In light of this, the Human Rights Law Resource Centre has made a Submission to the Australian Government proposing that effective parliamentary and executive mechanisms be established to monitor implementation of and compliance with Australia’s human rights obligations.
In particular, the Centre considers that the Government should establish a Joint Parliamentary Committee on Human Rights to lead parliamentary engagement with and understanding of human rights issues and to monitor and report on the implementation of the Concluding Observations and Views of UN treaty bodies and the recommendations of the Special Procedures of the UN Human Rights Council.
This recommendation is consistent with the recent Concluding Observations of the UN Human Rights Committee on Australia, where the Committee stated:
“8. The Committee notes that the Covenant has not been incorporated into domestic law and that the State party has not yet adopted a comprehensive legal framework for the protection of the Covenant rights at the Federal level, despite the recommendations adopted by the Committee in 2000. Furthermore, the Committee regrets that judicial decisions make little reference to international human rights law, including the Covenant. (art.2)
The State party should: a) enact comprehensive legislation giving de-facto effect to all the Covenant provisions uniformly across all jurisdictions in the Federation; b) establish a mechanism to consistently ensure the compatibility of domestic law with the Covenant; c) provide effective judicial remedies for the protection of rights under the Covenant; and d) organize training programmes for the Judiciary on the Covenant and the jurisprudence of the Committee.
…
10. While acknowledging the measures taken by the State party to reduce the likelihood of future communications regarding issues raised in certain of its Views, the Committee expresses once again its concern at the State party’s restrictive interpretation of, and failure to fulfill its obligations under the First Optional Protocol and the Covenant, and at the fact that victims have not received reparation. The Committee further recalls that, by acceding to the First Optional Protocol the State party has recognized its competence to receive and examine complaints from individuals under the State party’s jurisdiction, and that a failure to give effect to its Views would call into question the State party’s commitment to the First Optional Protocol. (Article 2)
The State party should review its position in relation to Views adopted by the Committee under the First Optional Protocol and establish appropriate procedures to implement them, in order to comply with article 2, paragraph 3 of the Covenant which guarantees a right to an effective remedy and reparation when there has been a violation of the Covenant.”
The position in Australia with respect to the role of parliament in the implementation of Concluding Observations and Views of treaty bodies can be contrasted with monitoring and implementation mechanisms developed in other jurisdictions, including South Africa, the Netherlands and the United Kingdom.
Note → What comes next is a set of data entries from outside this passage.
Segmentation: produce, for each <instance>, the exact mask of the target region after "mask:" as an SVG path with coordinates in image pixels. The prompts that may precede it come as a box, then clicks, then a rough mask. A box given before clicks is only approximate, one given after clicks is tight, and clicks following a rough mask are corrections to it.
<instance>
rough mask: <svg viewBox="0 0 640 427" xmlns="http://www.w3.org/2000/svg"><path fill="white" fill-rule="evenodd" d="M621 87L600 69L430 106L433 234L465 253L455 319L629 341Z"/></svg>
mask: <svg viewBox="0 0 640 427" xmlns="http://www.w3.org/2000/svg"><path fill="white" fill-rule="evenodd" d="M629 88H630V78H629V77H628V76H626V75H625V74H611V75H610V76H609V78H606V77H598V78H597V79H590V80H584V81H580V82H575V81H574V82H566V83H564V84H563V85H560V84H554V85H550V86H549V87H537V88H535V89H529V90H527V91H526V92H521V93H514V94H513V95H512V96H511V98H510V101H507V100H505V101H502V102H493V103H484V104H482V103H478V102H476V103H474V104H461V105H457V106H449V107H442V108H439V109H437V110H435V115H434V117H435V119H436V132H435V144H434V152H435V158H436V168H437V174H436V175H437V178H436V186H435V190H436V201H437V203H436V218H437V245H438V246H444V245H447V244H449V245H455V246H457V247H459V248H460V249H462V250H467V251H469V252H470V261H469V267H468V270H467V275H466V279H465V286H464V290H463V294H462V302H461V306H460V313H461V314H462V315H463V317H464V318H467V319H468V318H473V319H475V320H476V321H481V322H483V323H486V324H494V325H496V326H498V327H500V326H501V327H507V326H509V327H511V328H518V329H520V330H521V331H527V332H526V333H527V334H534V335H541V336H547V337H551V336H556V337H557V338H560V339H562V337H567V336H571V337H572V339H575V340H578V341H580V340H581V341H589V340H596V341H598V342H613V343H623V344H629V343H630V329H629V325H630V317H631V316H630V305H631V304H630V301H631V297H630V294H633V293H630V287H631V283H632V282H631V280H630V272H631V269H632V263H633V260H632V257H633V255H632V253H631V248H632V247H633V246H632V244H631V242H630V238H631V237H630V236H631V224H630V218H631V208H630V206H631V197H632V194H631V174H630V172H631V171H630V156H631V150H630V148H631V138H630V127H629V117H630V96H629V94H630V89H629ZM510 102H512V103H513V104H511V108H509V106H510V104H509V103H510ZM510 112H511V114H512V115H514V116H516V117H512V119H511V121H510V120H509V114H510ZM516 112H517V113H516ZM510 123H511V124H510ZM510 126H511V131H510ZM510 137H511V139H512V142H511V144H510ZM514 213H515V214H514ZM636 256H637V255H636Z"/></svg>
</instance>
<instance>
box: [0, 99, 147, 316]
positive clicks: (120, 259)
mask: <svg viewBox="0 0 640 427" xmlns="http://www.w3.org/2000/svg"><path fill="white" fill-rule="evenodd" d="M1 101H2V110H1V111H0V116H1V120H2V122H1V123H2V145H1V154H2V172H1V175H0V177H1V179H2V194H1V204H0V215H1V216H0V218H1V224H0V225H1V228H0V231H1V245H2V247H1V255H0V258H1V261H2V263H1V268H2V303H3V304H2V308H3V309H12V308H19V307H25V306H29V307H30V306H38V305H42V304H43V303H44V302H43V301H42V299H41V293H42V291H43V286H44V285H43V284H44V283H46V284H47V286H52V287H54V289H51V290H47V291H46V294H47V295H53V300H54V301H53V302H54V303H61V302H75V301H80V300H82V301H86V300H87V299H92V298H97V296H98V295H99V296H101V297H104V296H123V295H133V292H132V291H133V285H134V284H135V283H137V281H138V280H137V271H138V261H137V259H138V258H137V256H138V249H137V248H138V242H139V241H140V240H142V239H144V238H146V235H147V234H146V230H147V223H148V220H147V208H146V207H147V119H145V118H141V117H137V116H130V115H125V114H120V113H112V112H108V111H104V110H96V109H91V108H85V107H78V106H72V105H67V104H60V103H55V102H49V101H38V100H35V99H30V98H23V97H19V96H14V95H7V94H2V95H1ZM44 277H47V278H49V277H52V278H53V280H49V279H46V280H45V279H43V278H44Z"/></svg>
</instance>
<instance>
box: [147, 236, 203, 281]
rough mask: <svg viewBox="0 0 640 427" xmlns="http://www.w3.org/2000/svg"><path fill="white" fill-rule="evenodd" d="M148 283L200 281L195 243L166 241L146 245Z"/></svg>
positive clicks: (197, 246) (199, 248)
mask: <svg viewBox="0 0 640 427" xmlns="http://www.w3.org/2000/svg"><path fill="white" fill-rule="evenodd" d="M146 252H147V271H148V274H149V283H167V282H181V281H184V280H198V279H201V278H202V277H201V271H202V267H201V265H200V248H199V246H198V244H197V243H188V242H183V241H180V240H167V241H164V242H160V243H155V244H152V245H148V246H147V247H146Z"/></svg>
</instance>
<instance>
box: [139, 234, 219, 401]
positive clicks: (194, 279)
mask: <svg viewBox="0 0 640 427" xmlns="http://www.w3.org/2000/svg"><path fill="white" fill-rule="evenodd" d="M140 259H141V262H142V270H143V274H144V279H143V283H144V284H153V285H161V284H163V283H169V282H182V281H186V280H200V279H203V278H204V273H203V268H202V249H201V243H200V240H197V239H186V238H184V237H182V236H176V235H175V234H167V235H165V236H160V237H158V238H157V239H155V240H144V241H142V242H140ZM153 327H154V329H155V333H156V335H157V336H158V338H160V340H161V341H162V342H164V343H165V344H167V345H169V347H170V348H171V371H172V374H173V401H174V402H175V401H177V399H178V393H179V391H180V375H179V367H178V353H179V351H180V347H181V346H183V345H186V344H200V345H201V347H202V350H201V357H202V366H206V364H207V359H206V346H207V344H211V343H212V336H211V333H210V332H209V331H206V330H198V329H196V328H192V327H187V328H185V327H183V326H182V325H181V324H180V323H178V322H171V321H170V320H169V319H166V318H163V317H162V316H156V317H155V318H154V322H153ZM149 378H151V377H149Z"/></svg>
In the United Kingdom, for example, the work of the Joint Parliamentary Committee on Human Rights includes:
- scrutinising Government responses to adverse judgments by the European Court of Human Rights; and
- scrutinising the Government’s reports to the UN treaty bodies, the Concluding Observations of those treaty bodies, and the Government’s implementations of the recommendations contained therein.
The Council of Europe has recommended the model and modalities of the UK Joint Parliamentary Committee on Human Rights as a model for other member states.
In South Africa, all national reports submitted under human rights treaties are debated in parliament. In the course of debate, parliament holds public hearings, calls in ministers and requests documents and reports from a wide range of departments and citizens’ groups. Members of parliament are included in national delegations to the treaty bodies, ensuring that they better understand the treaty bodies’ recommendations.
In the Netherlands the law requires the government report to Parliament every four years on the implementation of the CEDAW before presenting its report to the Committee on the Elimination of Discrimination against Women. The concluding comments of the Committee are also presented to Parliament.